The author of countless cartoons, animated films, comic books and commercials won the Prešeren Prize, the highest national awards for lifetime achievements in the arts, in 2015.
Muster began his career in the 1950s when the art was still frowned upon as trivial by the Communist authorities, yet his endearing characters soon won the hearts of children and adults and are still popular today.
Enjoying almost a cult status to this day, his best known work is a collection of comic books about Zvitorepec, Trdonja and Lakotnik, a recount of endless action-packed adventures of a plucky fox, wise turtle and a kind but simple-minded wolf.
The stories first came out as a comic in a daily newspaper in the early 1950s and were later also turned into an animated cartoon.
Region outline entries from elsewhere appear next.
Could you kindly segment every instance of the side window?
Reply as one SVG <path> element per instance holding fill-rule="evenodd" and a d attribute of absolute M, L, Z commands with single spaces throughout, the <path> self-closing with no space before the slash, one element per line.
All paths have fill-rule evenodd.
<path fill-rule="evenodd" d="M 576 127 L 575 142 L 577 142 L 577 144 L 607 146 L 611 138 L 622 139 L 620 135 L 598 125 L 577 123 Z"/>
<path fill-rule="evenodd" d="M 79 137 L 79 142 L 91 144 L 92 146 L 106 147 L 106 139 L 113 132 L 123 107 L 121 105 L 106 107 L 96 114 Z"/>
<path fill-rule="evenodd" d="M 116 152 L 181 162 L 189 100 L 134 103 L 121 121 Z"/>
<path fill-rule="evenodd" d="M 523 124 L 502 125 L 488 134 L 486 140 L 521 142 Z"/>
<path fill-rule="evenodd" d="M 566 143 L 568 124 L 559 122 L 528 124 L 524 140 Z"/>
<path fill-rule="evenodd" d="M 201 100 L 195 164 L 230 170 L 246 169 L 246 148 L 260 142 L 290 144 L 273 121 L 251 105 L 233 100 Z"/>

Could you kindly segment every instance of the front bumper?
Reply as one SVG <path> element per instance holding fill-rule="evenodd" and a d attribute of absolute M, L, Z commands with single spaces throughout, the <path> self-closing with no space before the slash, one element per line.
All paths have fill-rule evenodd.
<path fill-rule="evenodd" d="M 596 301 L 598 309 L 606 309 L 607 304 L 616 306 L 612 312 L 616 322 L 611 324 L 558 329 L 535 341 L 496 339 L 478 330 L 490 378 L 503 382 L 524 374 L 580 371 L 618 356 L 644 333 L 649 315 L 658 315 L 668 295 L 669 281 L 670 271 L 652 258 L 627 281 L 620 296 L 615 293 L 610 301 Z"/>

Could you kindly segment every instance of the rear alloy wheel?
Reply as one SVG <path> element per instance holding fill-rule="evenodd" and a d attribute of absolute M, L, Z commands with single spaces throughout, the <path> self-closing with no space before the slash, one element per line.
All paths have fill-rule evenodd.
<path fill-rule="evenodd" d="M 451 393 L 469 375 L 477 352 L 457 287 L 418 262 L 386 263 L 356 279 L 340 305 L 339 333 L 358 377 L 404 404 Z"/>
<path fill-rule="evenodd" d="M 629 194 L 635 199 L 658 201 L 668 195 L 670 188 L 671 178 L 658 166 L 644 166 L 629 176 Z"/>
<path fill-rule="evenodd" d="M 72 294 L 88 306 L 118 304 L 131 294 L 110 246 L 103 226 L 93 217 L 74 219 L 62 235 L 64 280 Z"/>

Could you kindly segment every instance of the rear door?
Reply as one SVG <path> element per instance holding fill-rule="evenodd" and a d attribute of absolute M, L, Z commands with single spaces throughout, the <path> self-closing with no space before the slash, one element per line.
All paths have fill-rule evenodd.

Altogether, the collection features more than 40 comic books.
Muster has produced over 5,000 panels of comics and animated film running to a total of ten hours. Talking to the STA upon receiving the Prešeren Prize, Muster said he had always been a workaholic, working up to 16 hours a day. But having enjoyed so much in drawing, he never perceived it as actual work.
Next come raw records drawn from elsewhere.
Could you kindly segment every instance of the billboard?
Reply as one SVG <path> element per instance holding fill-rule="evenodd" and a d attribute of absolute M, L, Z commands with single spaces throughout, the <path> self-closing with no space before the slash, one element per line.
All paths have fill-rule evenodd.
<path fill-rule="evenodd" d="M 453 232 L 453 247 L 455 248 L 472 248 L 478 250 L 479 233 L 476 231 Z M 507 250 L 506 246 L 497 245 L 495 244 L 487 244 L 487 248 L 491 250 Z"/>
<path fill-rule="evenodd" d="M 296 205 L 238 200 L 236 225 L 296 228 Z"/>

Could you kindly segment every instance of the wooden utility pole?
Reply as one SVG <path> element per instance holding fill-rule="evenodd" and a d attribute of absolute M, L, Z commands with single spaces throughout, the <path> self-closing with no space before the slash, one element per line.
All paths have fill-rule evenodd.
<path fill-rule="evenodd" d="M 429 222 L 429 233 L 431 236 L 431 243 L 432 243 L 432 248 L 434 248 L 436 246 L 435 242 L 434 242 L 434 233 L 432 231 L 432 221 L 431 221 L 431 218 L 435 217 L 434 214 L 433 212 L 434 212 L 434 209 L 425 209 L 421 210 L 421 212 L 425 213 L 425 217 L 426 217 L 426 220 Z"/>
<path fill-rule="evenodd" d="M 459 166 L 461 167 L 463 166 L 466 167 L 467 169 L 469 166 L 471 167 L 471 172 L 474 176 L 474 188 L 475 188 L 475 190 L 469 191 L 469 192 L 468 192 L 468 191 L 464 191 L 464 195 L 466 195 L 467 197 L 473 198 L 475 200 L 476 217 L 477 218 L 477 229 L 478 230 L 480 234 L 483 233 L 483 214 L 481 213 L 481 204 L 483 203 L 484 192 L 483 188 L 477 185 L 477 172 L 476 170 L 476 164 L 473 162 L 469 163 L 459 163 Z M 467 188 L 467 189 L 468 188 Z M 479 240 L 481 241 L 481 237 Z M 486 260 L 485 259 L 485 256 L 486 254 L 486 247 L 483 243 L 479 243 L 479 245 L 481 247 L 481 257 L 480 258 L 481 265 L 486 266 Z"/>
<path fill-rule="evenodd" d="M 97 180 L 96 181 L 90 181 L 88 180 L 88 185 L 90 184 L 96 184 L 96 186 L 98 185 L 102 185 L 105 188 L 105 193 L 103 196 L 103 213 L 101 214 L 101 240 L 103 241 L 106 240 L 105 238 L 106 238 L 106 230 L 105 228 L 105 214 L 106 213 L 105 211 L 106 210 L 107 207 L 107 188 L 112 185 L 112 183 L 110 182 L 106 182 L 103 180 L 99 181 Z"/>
Hailing from Murska Sobota, the academic sculptor by profession and a self-taught cartoonist and animator, was initially unable to pursue his childhood dream of becoming a cartoonist, because he could not travel to the US after WWII while the art was still non-existent in Europe.
So he studied sculpting at the Ljubljana Academy of Fine Arts, and left for West Germany in 1973, where he stayed for 17 years, working for Bavaria Film and other studios, but also keeping his Slovenian clients, including TV Ljubljana, the predecessor of the public broadcaster, and several well-known companies and brands such as Kolinska, Medex, Elan and Fructal.
His commercials were immensely popular, being funny and witty.
On his return to Slovenia in the 1990s, Muster started to draw political caricatures for the Mag magazine, which has been later discontinued, and later for the weekly Reporter.